Just because there is not hyper speculation, does not mean the market is dead. In the last few years we have seen the gradual exit of speculators from the market, which quite honestly isn’t a bad thing, but a good one. Less speculators means less false demand, greater trust between galleries and buyers, more promising long-term careers for artists, and less volume of bad art flooding the market. It also means people collecting for better reasons than trying to make a quick return. Galleries are not aiming to build an artist market, they are aiming to build an artist’s career. The auction houses have no prerogative to do so, so of course they will price to manipulate, push forward a market, or even avoid certain artworks just to control the results of the sale.

The exit of speculation and the auction houses’ reaction to this was one of the reasons we have experienced a steady decline in the market since 2022, among other reasons: 

  • Irrational speculation led to paying high prices for untested works, as well as a flood of emerging artists that were not market ready. Too many artworks being offered for sale at too high prices.
  • Galleries amped up pricing on artworks in an effort to price out speculators, however their business model kept a lot of honest new buyers out of the opportunity to become good collectors. 
  • Covid speculation made people lose sight of quality and instead followed algorithms that could not have an eye for it. 
  • The loss of Chinese buyers also played a role, as it became harder and harder to move money offshores. 
  • Rising overhead costs made it harder and harder for small and mid-tier galleries to keep up with the mega ones. 
  • Global socio-political concerns and inflation played a role in less spending.
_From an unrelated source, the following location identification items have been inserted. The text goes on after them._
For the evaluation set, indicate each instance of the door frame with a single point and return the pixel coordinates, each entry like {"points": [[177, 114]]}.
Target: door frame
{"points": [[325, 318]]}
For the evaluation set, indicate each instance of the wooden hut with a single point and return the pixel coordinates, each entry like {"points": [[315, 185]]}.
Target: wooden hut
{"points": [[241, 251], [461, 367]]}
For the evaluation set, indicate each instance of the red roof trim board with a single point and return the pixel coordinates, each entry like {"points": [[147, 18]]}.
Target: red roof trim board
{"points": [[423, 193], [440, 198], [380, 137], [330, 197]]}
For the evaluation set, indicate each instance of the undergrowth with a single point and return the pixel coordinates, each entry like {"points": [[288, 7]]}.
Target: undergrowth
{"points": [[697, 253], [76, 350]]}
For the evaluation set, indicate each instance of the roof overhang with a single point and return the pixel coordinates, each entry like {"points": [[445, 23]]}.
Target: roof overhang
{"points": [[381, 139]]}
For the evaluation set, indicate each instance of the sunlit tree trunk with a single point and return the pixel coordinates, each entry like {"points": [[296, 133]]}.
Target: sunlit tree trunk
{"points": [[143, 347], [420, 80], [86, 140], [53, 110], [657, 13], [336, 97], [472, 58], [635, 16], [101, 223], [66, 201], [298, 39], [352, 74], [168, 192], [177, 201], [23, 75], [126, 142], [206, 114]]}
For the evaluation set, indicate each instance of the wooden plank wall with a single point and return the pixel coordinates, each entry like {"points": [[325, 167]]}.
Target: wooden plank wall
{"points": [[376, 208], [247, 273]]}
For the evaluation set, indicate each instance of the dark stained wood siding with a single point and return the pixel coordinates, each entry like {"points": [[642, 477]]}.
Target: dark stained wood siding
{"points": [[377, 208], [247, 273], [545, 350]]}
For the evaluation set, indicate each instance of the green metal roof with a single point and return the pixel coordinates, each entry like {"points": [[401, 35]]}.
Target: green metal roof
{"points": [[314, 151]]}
It is a truism that with every downturn, there will be a correction and it has started. What is positive about the auctions that took place in New York last week, is not just renewed excitement for quality works that were fresh to market from Estates, but the lack of speculation. Works selling within estimate or failing to sell at overly high estimates put in place by greedy consignors show that buyers are more attentive to new market realities. And estates will continue to come to auction as the millennials replace the boomers. The Pauline Karpidas sale did very well earlier this fall. The Robert F. and Patricia G. Ross Weis, Leonard Lauder, and Cindy and Jay Pritzker Collections sold further making the case for quality and freshness. A-plus works often broke records. Hundreds of works offered of lesser quality either didn’t sell or sold for low prices.

One can feel it is not nearly a boom market, but there is renewed enthusiasm for collecting. As we approach the end of the year Art Basel Miami offers again another wave of artworks for sale, but most of the data on sales will come from what galleries choose to share. Art fairs have also become so much about the social experience of art rather than the collecting of it. But, I do see collectors learning the value of looking in person, of falling in love with an artwork, and of learning to understand price consistency. More seasoned collectors are coming back, and galleries are being more open minded about discounts and welcoming new buyers. These are signs of a recovering market. 

As the market continues to correct and evolve, the most successful collectors will be those who stay informed, buy with discipline and keep their focus on quality. At Artscapy, this is the ethos that underpins every conversation with our collectors.